Lofoten et Alpes de Lyngen (Norvège)
Lundi 13 août…
Quelle drôle d’idée de commencer ses vacances par le Terminal 1 de Roissy, gris sale et sinistre à l’image de l’arrière-cours d’un supermarché de banlieue.
Heureusement, nous voilà bientôt à Olso-Gardemoen où nous faisons escale entre Paris et Bodoe. L’aéroport est baigné de lumière et la foule des voyageurs se déplace sans énervement. Enfin, voilà à Bodoe, la porte d’entrée des Lofoten… Le programme du soir est chargé : récupération des clés de nos chalets et courses pour quelques jours...
Mardi 14 août…
Le ferry qui nous emmène aux Lofoten roule et tangue dans une mer déjà formée. Bientôt celle-ci compte ses premières victimes qui s’installent, le teint blafard sur un transat du pont arrière, pendant que les autres, joviaux, attaquent la deuxième tournée de saucisson de renne. L’arrivée à Moskenes est un émerveillement : Imaginez les Drus ou la Verte se jetant dans une baie des Marquises. Oui, c’est à peu près cela...
A peine le temps de poser nos affaires dans une maison de rameurs (Rorbu) et nous voilà partis à l’assaut d’un col situé à plus de 350 mètres. Vous souriez ? Pourtant l’affaire est sérieuse, avec une approche dans les vernes, les bouleaux et les tourbières et des pentes de 35-40° glissantes comme une piste de bobsleigh. Notre effort est récompensé par une vue plongeante sur les lacs et la mer. Nous ne rentrerons qu’à 20h… Ce soir : soupe de poisson des Lofoten et saumon façon Marie !
Mercredi 15 août
Nous gagnons à pied le départ de notre rando vers le refuge de Munkebu. Celle-ci parcourt agréablement une succession de lacs situés à différents étages. Avant-dernier étage : nous nous arrêtons pour pique niquer à l’abri du vent profitant du soleil qui joue à cache-cache. Avec les plus courageux, nous entreprenons l’ascension du Munkar à près de 800 m. Puis tous ensemble, nous sortons des traces pour explorer des vires et des plateaux suspendus au bord du vide. De retour au chemin, l’avant-garde presse le pas pour faire un complément de courses alors que l’arrière-garde est de corvée de myrtilles.

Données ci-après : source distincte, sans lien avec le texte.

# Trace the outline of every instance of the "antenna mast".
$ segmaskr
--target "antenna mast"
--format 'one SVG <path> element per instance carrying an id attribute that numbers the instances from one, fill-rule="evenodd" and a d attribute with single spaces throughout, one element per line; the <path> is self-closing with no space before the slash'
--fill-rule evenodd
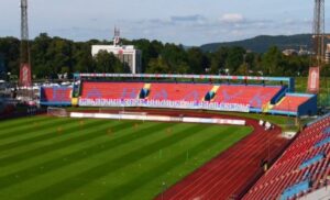
<path id="1" fill-rule="evenodd" d="M 21 0 L 21 64 L 20 86 L 29 87 L 31 81 L 31 64 L 29 48 L 28 0 Z"/>
<path id="2" fill-rule="evenodd" d="M 315 0 L 312 45 L 315 64 L 321 67 L 324 60 L 324 0 Z"/>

On a connu pire !
Jeudi 16 août
Après un court transfert, nous tentons l’ascension du sommet dominant Reine. Hélas, le sentier, assez exposé, est rendu très glissant par les pluies nocturnes. Si Sandrine cavale en tête avec le sourire, la nervosité gagne les autres marcheurs. Alain, notre spécialiste des destinations polaires, jette bientôt l’éponge. Je décide d’interrompre la rando et d’encorder les plus inquiets lors d’un passage délicat à la descente. Tant pis pour le sommet, mais tant mieux pour la balade en bord de mer et la sieste sur les rochers bercés par le bruit des vagues…
Nous voilà bientôt à Fredvang où nous attend une confortable Sjoehus (grande maison de pêcheur). Malgré l’heure tardive, nous partons pour une randonnée dominant la baie de Sandbotten. Au sommet d’Ytresand (324m), nous admirons les plages de sable blanc, les eaux turquoise : un petit coin de Polynésie au nord du cercle polaire ? J’en profite pour repérer un passage possible pour la rando du lendemain entre la baie de Stokvik et le sommet du Ryten.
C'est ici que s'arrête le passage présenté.